- Born: Mumbai, India
- Occupation: Filmmaker
- Awards: National Film Award for Best Non-Feature Film (2012)

= Pramod Purswane =

Indian filmmaker

Pramod Purswane is an Indian filmmaker based in Mumbai, India. He received the National Film Award for Best Non-Feature Film at the 59th National Film Awards for his documentary titled And We Play On. The film revolves around the life of Vivek Singh, a former hockey Olympian who died from cancer in 2005.

== Early life ==
Purswane grew up in Mahim, Mumbai, where his father worked as the vice-principal of KJ Khilnani High School. In the late 1970s, the family faced financial challenges when his father switched to distributing and exhibiting Hindi films in the Middle East, a business affected by the home video boom in the early 1980s. Purswane earned a post-graduate law degree from National College in Bandra in 1993.

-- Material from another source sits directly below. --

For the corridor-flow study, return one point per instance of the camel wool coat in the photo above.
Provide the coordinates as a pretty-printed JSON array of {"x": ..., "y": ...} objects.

After trying acting, advertising, and legal drafting, Purswane joined television as a production assistant in 2001.

== Career ==

=== And We Play On ===
Purswane made his directorial debut with And We Play On, a documentary about former hockey Olympian Vivek Singh, who battled cancer until his death in 2005. The film portrays Vivek's father, Gaurishankar Singh, a professor and hockey coach, who supported Vivek through a four-year battle against cancer. Vivek had played for the Indian hockey team from 1984 to 1990, including the 1988 Seoul Olympics.

=== Come December 3 ===
His another film, Come December 3, is a docudrama centered around the life of Ramakant Achrekar, who was a cricket coach known for coaching cricketer Sachin Tendulkar.

== Awards ==
In 2012, Pramod Purswane received the National Film Award for Best Non-Feature Film at the 59th National Film Awards for And We Play On.